In this work, we developed a continuous Design-Build-Test-Learn (DBTL) cycle for directed protein evolution by combining machine learning with laboratory automation using our biofoundry iBioFAB. The automated continuous directed evolution is initiated with a zero-shot library designed by EVmutation with initial size of 180 mutants. To achieve a continuous cycle and eliminate the need for construct sequencing in each round, we evaluated multiple site-directed mutagenesis (SDM) protocols for their efficiency and suitability to automation. An optimized PCR and HiFi ligation-based method consistently yielded high success rate (>95%) when we selected one colony per mutant. This method uses mutation-containing primers followed by mutagenesis PCR using ORF cDNA. The optimized SDM protocol is easily amenable to laboratory automation and significantly speeds up the directed evolution workflow. Next, we optimized and designed automated workflows for all subsequent steps including transformation, plating, colony picking, protein expression, cell lysis, and functional assay. These automation scripts are integrated using the iBioFAB biofoundry through a robotic arm for plate transfer among different instruments for full automation of ML-enabled protein evolution. The data from functional screening is then used to train a machine learning model under the low-N framework and predict next round of variant library.
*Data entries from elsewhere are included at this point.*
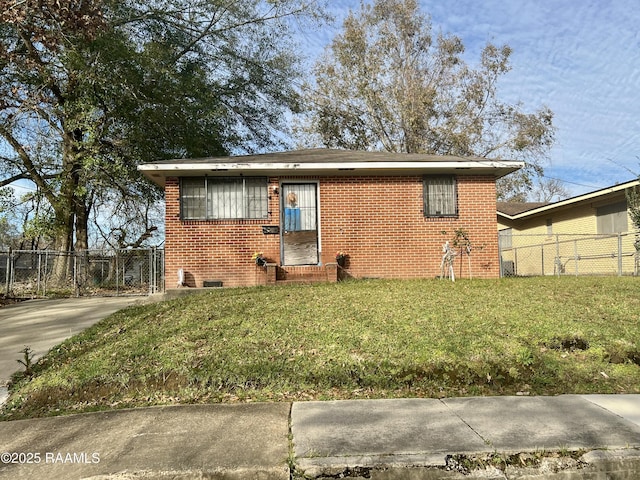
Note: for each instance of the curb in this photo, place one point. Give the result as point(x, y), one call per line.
point(621, 464)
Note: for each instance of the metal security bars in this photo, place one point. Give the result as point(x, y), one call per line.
point(568, 254)
point(28, 273)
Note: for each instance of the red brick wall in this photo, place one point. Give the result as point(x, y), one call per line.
point(378, 221)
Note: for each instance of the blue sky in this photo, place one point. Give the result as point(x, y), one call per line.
point(579, 58)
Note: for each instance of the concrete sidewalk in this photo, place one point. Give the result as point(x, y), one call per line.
point(377, 439)
point(42, 324)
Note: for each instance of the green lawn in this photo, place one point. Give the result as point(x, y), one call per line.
point(354, 339)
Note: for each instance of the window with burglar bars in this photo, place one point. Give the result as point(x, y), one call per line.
point(440, 196)
point(203, 198)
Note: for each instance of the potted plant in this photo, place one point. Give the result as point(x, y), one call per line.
point(259, 258)
point(341, 258)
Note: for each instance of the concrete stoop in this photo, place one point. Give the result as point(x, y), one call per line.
point(594, 465)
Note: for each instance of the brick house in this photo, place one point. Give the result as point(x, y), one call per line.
point(390, 213)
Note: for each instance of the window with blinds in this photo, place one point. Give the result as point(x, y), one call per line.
point(204, 198)
point(440, 196)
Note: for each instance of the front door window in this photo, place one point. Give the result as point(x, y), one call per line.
point(299, 224)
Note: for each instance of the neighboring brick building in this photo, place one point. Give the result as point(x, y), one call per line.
point(390, 213)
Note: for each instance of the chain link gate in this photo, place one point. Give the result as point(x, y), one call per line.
point(568, 254)
point(32, 273)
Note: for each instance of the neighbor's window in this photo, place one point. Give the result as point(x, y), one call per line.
point(440, 196)
point(220, 198)
point(612, 218)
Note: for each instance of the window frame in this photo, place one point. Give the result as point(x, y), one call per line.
point(207, 201)
point(612, 218)
point(425, 196)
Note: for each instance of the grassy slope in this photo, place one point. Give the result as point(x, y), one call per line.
point(349, 340)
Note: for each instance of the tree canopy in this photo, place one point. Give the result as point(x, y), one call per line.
point(388, 82)
point(90, 89)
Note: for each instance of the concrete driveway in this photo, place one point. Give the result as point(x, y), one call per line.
point(42, 324)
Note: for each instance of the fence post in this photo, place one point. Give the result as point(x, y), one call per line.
point(8, 275)
point(619, 254)
point(558, 260)
point(150, 269)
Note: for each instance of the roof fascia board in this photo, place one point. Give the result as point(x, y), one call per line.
point(239, 166)
point(572, 200)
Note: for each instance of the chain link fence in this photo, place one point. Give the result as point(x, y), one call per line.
point(565, 254)
point(29, 273)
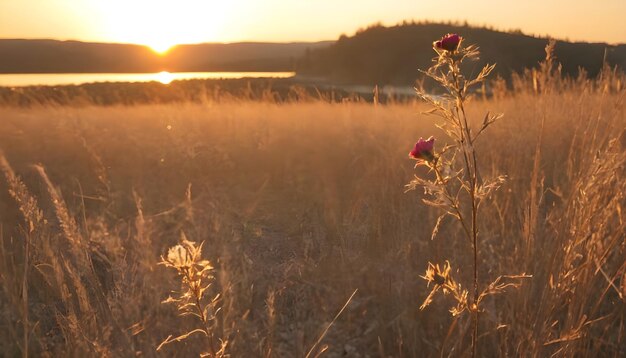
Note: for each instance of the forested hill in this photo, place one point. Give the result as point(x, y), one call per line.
point(392, 55)
point(51, 56)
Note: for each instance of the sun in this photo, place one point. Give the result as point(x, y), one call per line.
point(161, 24)
point(161, 47)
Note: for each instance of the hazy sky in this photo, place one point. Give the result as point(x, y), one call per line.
point(161, 23)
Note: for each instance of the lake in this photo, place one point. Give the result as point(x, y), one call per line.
point(57, 79)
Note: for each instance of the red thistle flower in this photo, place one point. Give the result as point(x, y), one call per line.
point(450, 42)
point(423, 149)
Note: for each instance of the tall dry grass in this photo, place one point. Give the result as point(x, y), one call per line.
point(299, 205)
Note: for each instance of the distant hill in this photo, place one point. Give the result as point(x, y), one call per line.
point(392, 55)
point(51, 56)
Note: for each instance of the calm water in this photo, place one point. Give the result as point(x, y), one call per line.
point(55, 79)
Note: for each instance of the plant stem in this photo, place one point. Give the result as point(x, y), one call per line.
point(469, 157)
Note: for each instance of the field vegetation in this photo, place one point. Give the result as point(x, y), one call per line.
point(312, 243)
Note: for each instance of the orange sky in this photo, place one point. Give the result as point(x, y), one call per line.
point(162, 23)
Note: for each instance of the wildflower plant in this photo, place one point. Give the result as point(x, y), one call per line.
point(453, 183)
point(196, 277)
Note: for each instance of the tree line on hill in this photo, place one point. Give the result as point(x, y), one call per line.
point(376, 55)
point(393, 55)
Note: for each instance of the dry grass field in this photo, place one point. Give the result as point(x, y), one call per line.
point(298, 205)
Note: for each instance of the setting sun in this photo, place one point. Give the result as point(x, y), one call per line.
point(160, 47)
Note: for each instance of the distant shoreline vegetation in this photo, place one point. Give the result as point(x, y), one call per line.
point(391, 55)
point(375, 55)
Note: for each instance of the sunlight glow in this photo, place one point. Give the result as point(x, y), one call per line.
point(162, 24)
point(164, 77)
point(161, 47)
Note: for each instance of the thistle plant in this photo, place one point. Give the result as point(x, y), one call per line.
point(196, 277)
point(453, 183)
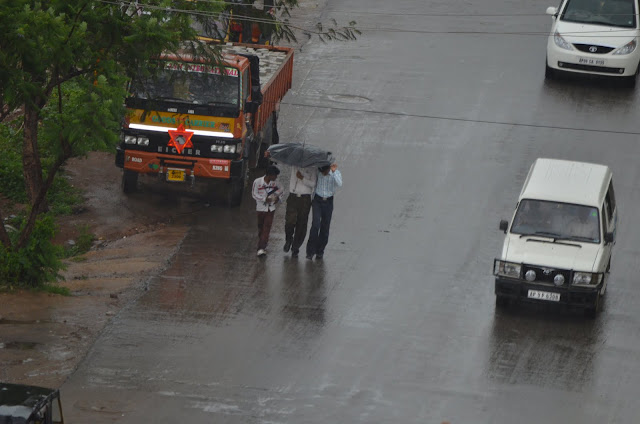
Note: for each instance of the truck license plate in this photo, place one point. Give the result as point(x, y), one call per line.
point(175, 175)
point(541, 295)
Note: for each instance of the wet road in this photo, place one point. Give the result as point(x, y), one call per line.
point(434, 131)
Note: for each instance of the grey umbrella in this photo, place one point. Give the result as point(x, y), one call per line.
point(300, 155)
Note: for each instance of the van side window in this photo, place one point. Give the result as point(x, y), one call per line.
point(610, 200)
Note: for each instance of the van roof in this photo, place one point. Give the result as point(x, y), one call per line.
point(567, 181)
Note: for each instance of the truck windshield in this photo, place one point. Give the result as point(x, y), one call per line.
point(557, 220)
point(618, 13)
point(191, 83)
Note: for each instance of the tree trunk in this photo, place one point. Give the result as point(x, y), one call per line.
point(32, 168)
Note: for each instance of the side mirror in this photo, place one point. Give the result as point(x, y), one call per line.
point(504, 224)
point(251, 107)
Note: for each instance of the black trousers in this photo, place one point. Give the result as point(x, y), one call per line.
point(296, 219)
point(320, 223)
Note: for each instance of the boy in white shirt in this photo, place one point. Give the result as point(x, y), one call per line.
point(267, 195)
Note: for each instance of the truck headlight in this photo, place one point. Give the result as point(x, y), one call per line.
point(561, 42)
point(507, 269)
point(586, 279)
point(627, 48)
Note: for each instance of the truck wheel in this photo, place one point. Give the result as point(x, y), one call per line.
point(592, 311)
point(234, 192)
point(129, 181)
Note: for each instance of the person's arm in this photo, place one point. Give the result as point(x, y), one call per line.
point(337, 176)
point(309, 176)
point(255, 192)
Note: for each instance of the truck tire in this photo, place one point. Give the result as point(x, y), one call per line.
point(234, 191)
point(129, 181)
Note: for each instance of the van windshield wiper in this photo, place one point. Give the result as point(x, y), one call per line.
point(542, 234)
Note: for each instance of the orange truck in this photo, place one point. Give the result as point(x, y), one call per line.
point(195, 122)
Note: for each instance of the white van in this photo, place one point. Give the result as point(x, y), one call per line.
point(595, 37)
point(557, 246)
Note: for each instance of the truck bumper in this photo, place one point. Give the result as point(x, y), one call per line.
point(155, 163)
point(519, 290)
Subsequently, the next round of library is constructed using the automated workflow. By combining machine learning and robotics automation, several rounds of screening can be carried out iteratively with much faster speed than what is possible through manual DBTL efforts. We used this continuous automated workflow to engineer phytase and halide methyltransferase enzymes as test cases.
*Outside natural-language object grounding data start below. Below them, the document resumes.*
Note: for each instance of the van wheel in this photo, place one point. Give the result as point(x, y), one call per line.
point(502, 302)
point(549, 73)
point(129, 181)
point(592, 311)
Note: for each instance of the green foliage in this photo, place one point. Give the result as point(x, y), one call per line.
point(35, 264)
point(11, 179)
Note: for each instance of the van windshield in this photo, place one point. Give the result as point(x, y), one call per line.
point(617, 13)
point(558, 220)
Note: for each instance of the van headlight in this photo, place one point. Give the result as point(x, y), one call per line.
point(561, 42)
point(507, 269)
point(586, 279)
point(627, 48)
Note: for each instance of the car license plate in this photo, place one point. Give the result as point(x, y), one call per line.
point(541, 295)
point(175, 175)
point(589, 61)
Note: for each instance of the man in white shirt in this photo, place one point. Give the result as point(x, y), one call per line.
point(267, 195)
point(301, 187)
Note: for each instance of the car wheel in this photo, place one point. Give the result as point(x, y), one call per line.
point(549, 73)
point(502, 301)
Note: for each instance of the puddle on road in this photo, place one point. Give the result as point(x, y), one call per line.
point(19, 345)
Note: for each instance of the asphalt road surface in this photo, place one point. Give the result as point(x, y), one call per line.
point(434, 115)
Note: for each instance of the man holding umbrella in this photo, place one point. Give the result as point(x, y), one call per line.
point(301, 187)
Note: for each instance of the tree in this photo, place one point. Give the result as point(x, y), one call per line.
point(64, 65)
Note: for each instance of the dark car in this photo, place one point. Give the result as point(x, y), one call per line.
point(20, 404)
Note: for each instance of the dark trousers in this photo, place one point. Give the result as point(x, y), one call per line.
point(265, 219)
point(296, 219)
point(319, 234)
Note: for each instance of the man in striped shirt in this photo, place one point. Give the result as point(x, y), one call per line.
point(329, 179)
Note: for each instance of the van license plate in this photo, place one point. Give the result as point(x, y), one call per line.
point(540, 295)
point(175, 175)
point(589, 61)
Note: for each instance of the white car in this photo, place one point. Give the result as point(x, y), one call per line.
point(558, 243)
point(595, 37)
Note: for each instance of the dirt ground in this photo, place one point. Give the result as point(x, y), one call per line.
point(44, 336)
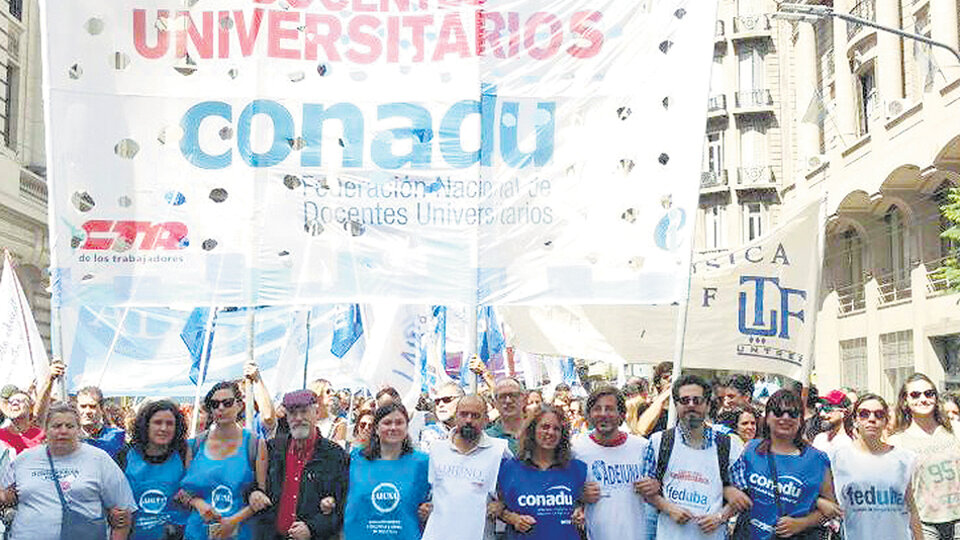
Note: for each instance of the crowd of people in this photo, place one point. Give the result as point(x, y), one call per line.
point(743, 461)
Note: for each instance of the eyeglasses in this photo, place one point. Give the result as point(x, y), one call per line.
point(225, 403)
point(779, 413)
point(691, 400)
point(865, 414)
Self-driving laboratories have transformative potential to automate and accelerate the scientific discovery process. However, automating protein engineering campaigns present unique challenges due to diverse experimental needs and vast functional landscape of proteins. Here, we designed a pipeline for continuous ML guided directed evolution using iBioFAB biofoundry by employing an efficient SDM protocol and fluorescence-based functional assay. The seamless integration of machine learning and automation will significantly advance and expand the possibilities of directed evolution.